Возвратившись в Ерши студентом, да с гордой приставкой - геофизиком, на следующий день был уже Пеньтюхов на Реке. Еще не значила она в его жизни многого. И немало лет пройдет, пока станет река для Пеньтюхова именем собственным Река. И не знал еще студент новоиспеченный, что рыбалка та будет для него вроде прощания. И целых полтора десятилетия пройдет, покуда вновь он окажется на высоком песчаном берегу Реки. Те же сосны встретят его - но более могучие да изросшиеся. Те же березы будут шуметь-шелестеть и шептаться над ним в высях, но стволы их уже не будут отливать меловой белизной, а окорятся черными морщинами да складками.
Пока же накидал Петька на ночь донок. Насадкой на крючки были мелкие лягушата - уж больно насадка хорошая на головля. Да и щука не чурается полакомиться лягушатинкой - шаромыжушка речная. На зорьке с удочкой посидел, окушков да сорожек подергал. Поворочался у костра, засыпая. Померз немного, когда среди ночи проснулся, а от костра лишь зола да головешки остывающие. Однако ночь августовская была не слишком холодной. И даже, когда костер догорел, не сильно продрог. Просто подкинул дровишек, подул на угли. А когда огонек побежал по сучкам змейками, вновь потекло тепло от огня, согревая и убаюкивая. И пусть где то в деревах что-то ухало и скрипело; и пусть в темноте на воде ворочались бобры-полуношники - спалось на редкость спокойно.

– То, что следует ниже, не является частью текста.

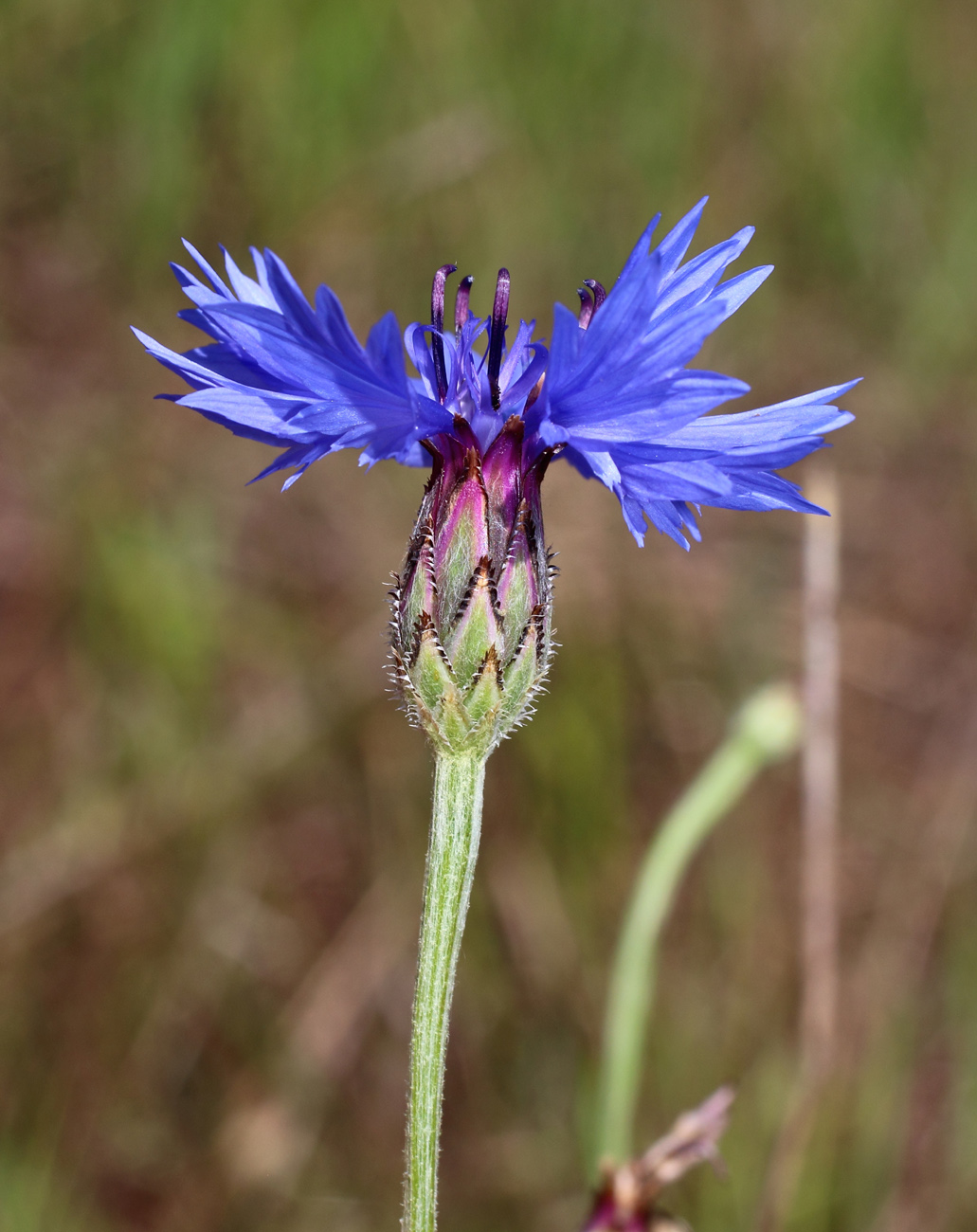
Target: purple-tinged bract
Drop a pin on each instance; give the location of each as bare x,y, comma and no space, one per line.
612,393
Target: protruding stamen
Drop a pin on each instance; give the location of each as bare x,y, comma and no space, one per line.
461,302
497,336
587,307
438,320
600,295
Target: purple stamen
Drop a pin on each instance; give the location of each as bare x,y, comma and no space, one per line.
438,320
587,308
600,295
461,302
497,335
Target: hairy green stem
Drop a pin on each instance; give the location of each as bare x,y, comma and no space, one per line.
767,728
452,850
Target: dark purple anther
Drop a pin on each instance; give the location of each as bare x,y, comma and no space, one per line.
587,307
600,295
461,302
438,320
497,336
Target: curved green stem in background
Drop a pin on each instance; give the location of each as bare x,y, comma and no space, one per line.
766,730
452,850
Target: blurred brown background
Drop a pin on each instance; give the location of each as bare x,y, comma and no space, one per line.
213,817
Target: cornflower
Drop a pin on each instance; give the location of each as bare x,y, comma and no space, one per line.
471,640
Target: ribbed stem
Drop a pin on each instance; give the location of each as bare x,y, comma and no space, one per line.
452,850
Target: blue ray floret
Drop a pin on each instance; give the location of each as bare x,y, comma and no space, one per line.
614,393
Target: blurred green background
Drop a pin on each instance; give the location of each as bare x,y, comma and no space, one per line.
213,817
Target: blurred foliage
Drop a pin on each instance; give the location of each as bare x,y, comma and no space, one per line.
213,818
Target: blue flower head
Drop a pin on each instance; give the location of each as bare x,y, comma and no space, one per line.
612,394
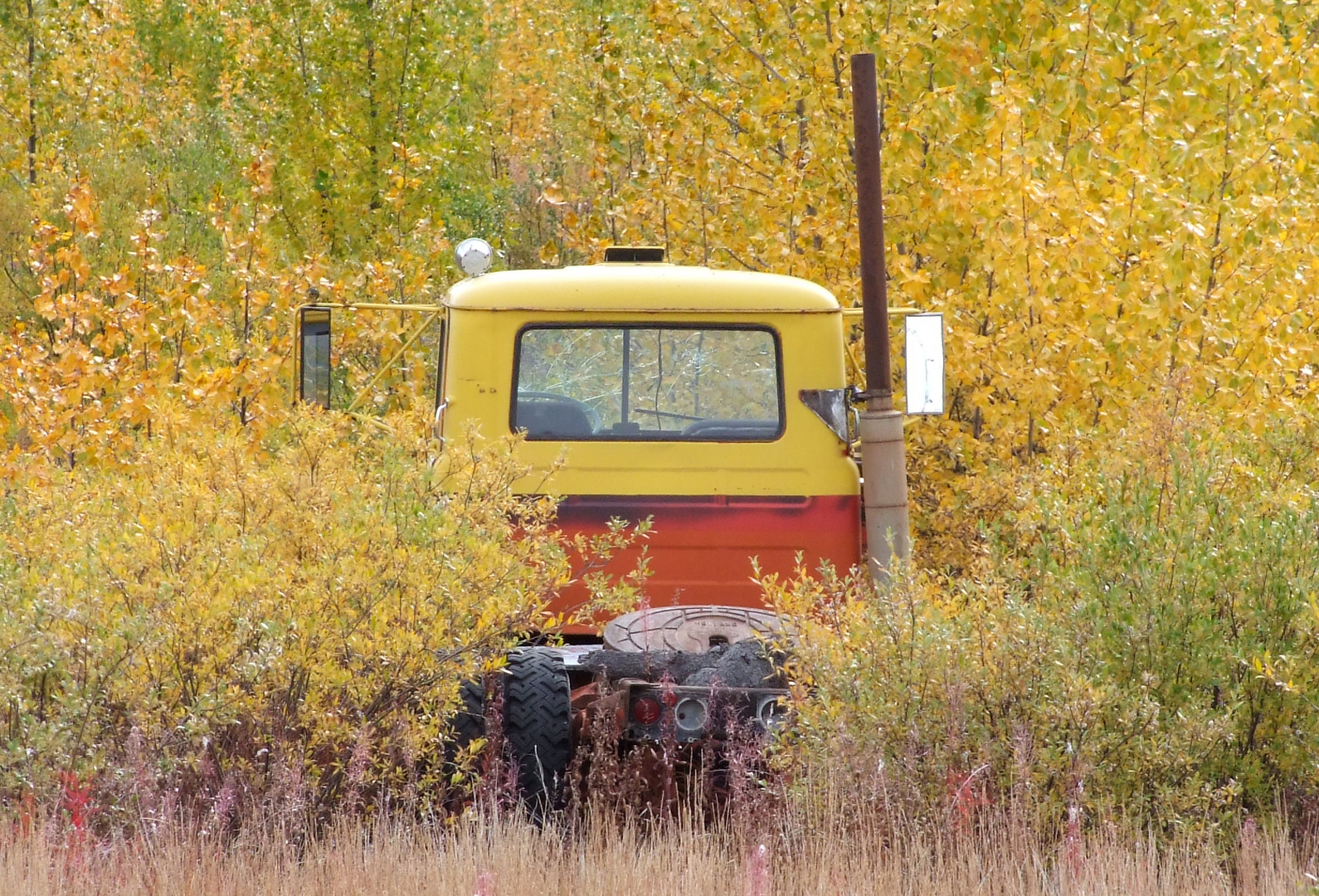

Утром первым делом донки проверил. Снял с них пяток голавлей да пару щурят. Снова насадил на крючки лягушат, донки забросил в реку. Потом с удочками посидел в одном месте, в другом. Клевом зорька не радовала.
Когда солнце поднялось над лесом, высветив веселым светом плес, на котором среди зеленых лягушек и сверкающих прорех водной глади среди этого лопушья редкими белого фарфора таинками раскрылись лилии-купавки; когда наглая стрекоза села на кончик уделища, приклеившегося будто к рогатулькам по причине полнейшего бесклевья; когда после недолгого сна глаза начали слипаться и среди солнечных бликов на воде стали мерещиться какие-то мотыльки - собрал Пеньтюхов причиндалы свои рыбацкие. Еще пара мелких головлишек попались за утро на донки, слегка увеличив улов до приличного. Сел на велосипед и покатил домой, даже не оглянувшись на Реку - может на аглицкий манер, это и ладно, но не по-нашему так прощаться с милым и дорогим...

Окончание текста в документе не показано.